Affaire Legrand-Cohen, un symptôme ?
Cette affaire laissera durablement des traces ; car la vidéo diffusée contient au moins trois sujets marquants.
Le premier sujet est la connivence entre journalistes et responsables politiques. Cette connivence ressemble à une complicité qui est totalement naturelle et intériorisée, où T. Legrand met le service public au service de la stratégie électorale socialiste ; tout d’abord en assurant ses interlocuteurs que France Inter pourra rallier l’électorat centriste à une candidature Glucksmann ; et ensuite en proposant spontanément ses services et ceux de P. Cohen, sur un mode complice, afin de neutraliser R. Dati et de franchir ainsi l’obstacle de l’élection municipale parisienne.
Le deuxième sujet qui interpelle, c’est la grande confiance, pour ne pas dire le sentiment de toute-puissance, qui habite le journaliste. Celui-ci n’a aucun doute sur la puissance de l’outil médiatique dont il dispose. Oui, France Inter a une forte audience sur le centre gauche et le centre droit. Oui, il va enfoncer Rachida Dati ; oui, il pourrait rallier une partie du marais centriste à Raphaël Glucksmann. Sans doute a‑t-il de bonnes raisons de croire à l’impact des médias sur les événements, et la vidéo montre une personne qui n’a aucun doute sur son influence.
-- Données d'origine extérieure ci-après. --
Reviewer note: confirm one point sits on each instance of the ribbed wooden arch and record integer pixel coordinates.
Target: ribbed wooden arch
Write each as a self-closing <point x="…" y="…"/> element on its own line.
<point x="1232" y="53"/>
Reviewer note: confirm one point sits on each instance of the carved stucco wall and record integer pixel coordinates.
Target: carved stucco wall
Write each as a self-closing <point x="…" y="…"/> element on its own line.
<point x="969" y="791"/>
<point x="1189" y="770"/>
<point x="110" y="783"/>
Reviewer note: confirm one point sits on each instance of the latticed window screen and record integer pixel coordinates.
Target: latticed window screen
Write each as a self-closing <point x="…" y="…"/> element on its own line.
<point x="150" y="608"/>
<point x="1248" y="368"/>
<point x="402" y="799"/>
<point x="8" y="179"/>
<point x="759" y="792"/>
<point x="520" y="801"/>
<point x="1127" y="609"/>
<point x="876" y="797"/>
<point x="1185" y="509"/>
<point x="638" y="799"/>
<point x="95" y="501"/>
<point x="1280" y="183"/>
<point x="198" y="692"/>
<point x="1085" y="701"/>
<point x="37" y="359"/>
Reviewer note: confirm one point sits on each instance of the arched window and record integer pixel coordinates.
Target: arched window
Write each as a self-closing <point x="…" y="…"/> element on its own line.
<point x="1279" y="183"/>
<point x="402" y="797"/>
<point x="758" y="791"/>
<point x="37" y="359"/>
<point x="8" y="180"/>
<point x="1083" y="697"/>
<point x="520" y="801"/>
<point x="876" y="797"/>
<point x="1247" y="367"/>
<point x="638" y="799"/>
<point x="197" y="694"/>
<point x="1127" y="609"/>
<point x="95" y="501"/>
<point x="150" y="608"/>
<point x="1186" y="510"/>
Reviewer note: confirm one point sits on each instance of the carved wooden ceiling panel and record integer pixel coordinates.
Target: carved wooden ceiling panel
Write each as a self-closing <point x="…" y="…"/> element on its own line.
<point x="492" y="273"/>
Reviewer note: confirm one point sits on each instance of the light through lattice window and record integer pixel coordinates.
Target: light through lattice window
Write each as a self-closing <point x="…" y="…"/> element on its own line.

Au-delà du parti pris de gauche, le troisième sujet d’étonnement est de voir un Thomas Legrand qui n’est pas seulement observateur, mais qui se voudrait aussi acteur et stratège de la politique. Il recompose le paysage, élargit le champ politique « de Ruffin à Canfin », recentre Glucksman, et se fait fort de faire avaler le tout aux auditeurs de France Inter… Ce numéro de stratégie sur tapis vert peut faire sourire.
Mais il montre en fait un journaliste trop vite aspiré par la cuisine politique et qui ne garde pas – et depuis longtemps – la distance nécessaire à l’exercice de son métier. Comment dans ces conditions peut-il rendre compte des événements avec le recul indispensable ? Thomas Legrand sera absous par le médiateur de Radio France, qui s’en étonnera ? Mais il est bel et bien carbonisé.